Aaron GanekCEO, Cloudtenna
There are other complicating factors. Most enterprises harbor content on both on-premises servers and in cloud services such as Microsoft Office 365, Google Docs, Box and other popular platforms, making all-enterprise searches difficult. In addition, access and identity controls restrict some content to a subset of employees.
"Files are scattered across various applications, some cloud or on-premises servers," Cloudtenna CEO Aaron Ganek said, adding that cloud applications like Salesforce and Microsoft OneDrive pose technical challenges. "Files are living in multiple different containers. Search requires too much effort; it's an absolute pain to find a file."
Cloudtenna claims it can stitch all these disparate sources together, even for large companies spread across cloud and on-premises networks and no matter how accurate the metadata, by using machine learning tools to return relevant results in 400 to 600 milliseconds. That search speed includes unstructured image and video content searches using a combination of widely available tools like the Google Vision API and Google TensorFlow as well as planned upgrades, Ganek said.
Panopto's own NLP for video
Some organizations that need more powerful image and video search may opt for a third-party tool to augment their enterprise search technology. Synaptics, which makes biometric and touchscreen sensors as well as displays for many consumer and business devices, needed such video search firepower to catalog educational, technical and product-training content for internal use by its 2,400 employees.
"Sometimes a video is worth a million words," said Minette Chan, director of global learning solutions at Synaptics. "Imagine we're trying to fix a smartphone display issue; we're trying to describe 'this pixel' and 'this thumb.' ... The video just makes it so much more easy."
Minette Chandirector of global learning solutions, Synaptics
But Chan couldn't possibly catalog all Synaptics' videos by herself, including content trapped on single copies of VHS tapes.

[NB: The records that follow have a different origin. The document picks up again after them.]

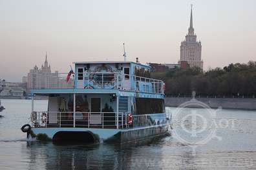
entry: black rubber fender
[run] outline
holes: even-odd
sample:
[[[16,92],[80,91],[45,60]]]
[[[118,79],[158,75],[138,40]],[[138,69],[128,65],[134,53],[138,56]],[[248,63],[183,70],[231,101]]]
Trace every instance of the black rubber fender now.
[[[26,128],[27,127],[28,128]],[[30,131],[30,129],[31,129],[31,126],[30,124],[25,124],[21,128],[21,130],[24,133],[29,132]]]

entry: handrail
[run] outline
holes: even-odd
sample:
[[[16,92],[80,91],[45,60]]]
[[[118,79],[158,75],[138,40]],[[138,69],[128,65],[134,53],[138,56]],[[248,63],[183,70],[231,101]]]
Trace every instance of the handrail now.
[[[34,73],[37,78],[30,80],[31,89],[118,89],[164,94],[161,80],[124,74],[119,72],[83,72],[72,75],[67,80],[67,73]],[[80,79],[81,79],[81,80]]]
[[[85,128],[125,129],[147,127],[166,122],[165,113],[134,115],[133,123],[127,121],[127,112],[33,111],[33,128]]]

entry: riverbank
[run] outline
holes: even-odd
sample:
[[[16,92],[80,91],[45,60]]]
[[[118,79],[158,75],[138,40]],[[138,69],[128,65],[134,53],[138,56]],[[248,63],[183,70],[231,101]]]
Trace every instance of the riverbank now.
[[[211,108],[222,107],[224,109],[256,110],[255,98],[196,98]],[[165,97],[166,106],[178,107],[191,100],[191,97]]]

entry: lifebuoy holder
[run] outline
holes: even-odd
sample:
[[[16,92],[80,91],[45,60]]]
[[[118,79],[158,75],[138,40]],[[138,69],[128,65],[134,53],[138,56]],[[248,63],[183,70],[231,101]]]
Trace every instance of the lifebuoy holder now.
[[[128,124],[133,124],[133,115],[131,113],[128,113],[127,115],[127,123]]]
[[[27,127],[28,127],[28,128],[27,128]],[[30,124],[25,124],[21,128],[21,130],[22,131],[22,132],[24,132],[24,133],[29,132],[29,131],[30,131],[30,129],[31,129],[31,126]]]
[[[42,115],[41,115],[41,123],[45,124],[46,122],[46,119],[47,119],[47,114],[45,113],[43,113]]]

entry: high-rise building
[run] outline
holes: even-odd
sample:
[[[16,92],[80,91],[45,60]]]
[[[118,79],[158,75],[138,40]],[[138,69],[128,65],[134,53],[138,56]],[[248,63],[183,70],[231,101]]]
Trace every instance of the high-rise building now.
[[[59,86],[58,71],[52,73],[50,66],[48,65],[47,54],[41,69],[36,65],[30,70],[27,77],[28,91],[32,88],[56,88]]]
[[[186,61],[190,67],[198,67],[203,69],[203,61],[202,61],[202,45],[201,42],[197,41],[197,35],[194,33],[193,28],[192,5],[190,14],[190,25],[188,28],[188,33],[186,35],[186,40],[181,42],[180,59],[179,63]]]

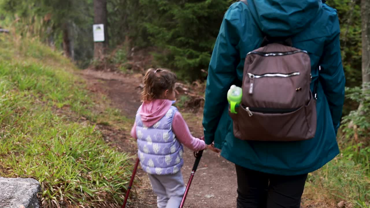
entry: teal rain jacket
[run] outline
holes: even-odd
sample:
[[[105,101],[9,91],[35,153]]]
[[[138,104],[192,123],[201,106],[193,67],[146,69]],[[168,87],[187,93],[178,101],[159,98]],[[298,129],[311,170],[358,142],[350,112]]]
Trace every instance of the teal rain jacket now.
[[[286,175],[312,172],[339,152],[336,135],[345,79],[336,11],[321,0],[248,2],[248,6],[239,1],[229,7],[215,43],[205,92],[203,125],[206,142],[209,144],[214,141],[215,146],[222,149],[221,156],[246,168]],[[293,47],[309,53],[312,90],[314,82],[319,80],[317,130],[313,139],[260,142],[242,141],[233,135],[226,94],[232,84],[241,85],[245,56],[260,47],[262,31],[271,36],[292,36]]]

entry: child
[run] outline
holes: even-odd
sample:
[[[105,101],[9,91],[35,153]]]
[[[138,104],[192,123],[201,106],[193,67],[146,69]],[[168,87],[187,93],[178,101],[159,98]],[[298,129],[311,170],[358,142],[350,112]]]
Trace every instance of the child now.
[[[176,75],[165,69],[150,68],[144,77],[143,103],[131,135],[137,140],[140,165],[157,195],[158,208],[178,207],[185,191],[180,169],[182,144],[195,151],[207,148],[193,137],[175,103]]]

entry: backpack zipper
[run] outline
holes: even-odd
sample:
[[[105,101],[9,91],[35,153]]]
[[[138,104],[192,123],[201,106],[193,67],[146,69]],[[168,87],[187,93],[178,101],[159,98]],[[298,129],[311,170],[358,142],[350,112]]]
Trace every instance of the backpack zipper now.
[[[292,76],[296,76],[297,75],[299,75],[300,74],[299,72],[296,71],[295,72],[293,72],[292,73],[290,73],[289,74],[280,74],[279,73],[266,73],[264,74],[261,74],[260,75],[257,75],[256,74],[253,74],[250,73],[248,73],[247,74],[249,77],[249,94],[252,94],[253,93],[253,87],[254,84],[254,79],[255,78],[262,78],[263,77],[292,77]]]
[[[249,116],[252,116],[253,115],[252,111],[260,113],[270,113],[270,114],[282,114],[288,113],[295,111],[298,109],[296,108],[253,108],[249,107],[245,107],[242,106],[244,109],[246,111]]]
[[[260,56],[286,56],[287,55],[291,55],[292,54],[294,54],[295,53],[304,53],[307,54],[308,54],[308,53],[305,50],[298,50],[296,51],[288,51],[286,52],[262,52],[260,51],[250,51],[247,54],[246,56],[248,56],[250,54],[257,54]]]

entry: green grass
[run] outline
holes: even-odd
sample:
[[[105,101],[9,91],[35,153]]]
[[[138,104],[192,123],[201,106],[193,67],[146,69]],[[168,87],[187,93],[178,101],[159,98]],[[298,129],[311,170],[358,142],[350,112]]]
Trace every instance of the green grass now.
[[[305,195],[331,206],[344,201],[346,207],[370,208],[370,147],[338,137],[340,155],[309,174]]]
[[[43,207],[118,207],[130,157],[95,131],[101,118],[76,70],[37,40],[0,34],[0,176],[37,180]]]

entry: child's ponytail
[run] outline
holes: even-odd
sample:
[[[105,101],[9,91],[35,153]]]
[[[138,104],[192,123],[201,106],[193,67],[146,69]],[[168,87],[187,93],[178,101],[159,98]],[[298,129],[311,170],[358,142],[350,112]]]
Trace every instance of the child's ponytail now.
[[[144,88],[141,93],[142,101],[151,101],[159,97],[169,90],[173,90],[176,82],[176,76],[169,71],[162,68],[148,70],[144,77]]]

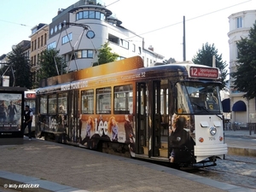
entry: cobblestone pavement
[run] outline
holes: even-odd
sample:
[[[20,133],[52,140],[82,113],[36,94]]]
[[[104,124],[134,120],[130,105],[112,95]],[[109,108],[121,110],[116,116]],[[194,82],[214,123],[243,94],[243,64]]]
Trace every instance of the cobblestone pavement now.
[[[256,157],[227,154],[225,160],[217,160],[216,166],[190,172],[256,191]]]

After evaluating several vendors, her team selected multimedia platform vendor Panopto as well as APIs connecting to many popular content management platforms. Now, Chan said, the image and video search tool has made much more Synaptics content accessible and quickly findable -- to employees.
Panopto's proprietary NLP engine is customized for video files, according to the vendor's marketing vice president, Ari Bixhorn. Customers, he said, are looking to catalog livestreamed content such as corporate all-hands meetings and training materials for later use as well as field-service support content.
Corporate video content differs from the average three-minute clips consumers typically watch on YouTube, Bixhorn said. Customers typically know what they're getting with a quick YouTube clip, so internal search and image recognition adds little value. Corporate video content, however, is a whole other story.
Ari Bixhornmarketing vice president, Panopto
One Panopto customer that dispatches printer repair techs to offices is replacing paper-printed manuals with video content delivered on Apple iPads. That requires video search that can quickly identify the printer's make, model, problem and supporting details. Previously, the company's field techs had to "hunt and peck in the timeline," Bixhorn said. Now, automated speech recognition and cataloging of the video clip content is perhaps the most crucial component in helping the field techs speed up repairs.
"When you look at our typical customer use cases for video, such as compliance training videos or employee onboarding, those videos are 15 to 60 minutes on average," Bixhorn explained. "Employees don't just want to find a video, they want to find a precise moment somewhere inside of that video."
New tools that apply AI to assistive technologies like object, voice and facial recognition are bringing image and video search up to par with text search, which Yahoo and later Google essentially perfected more than a decade ago.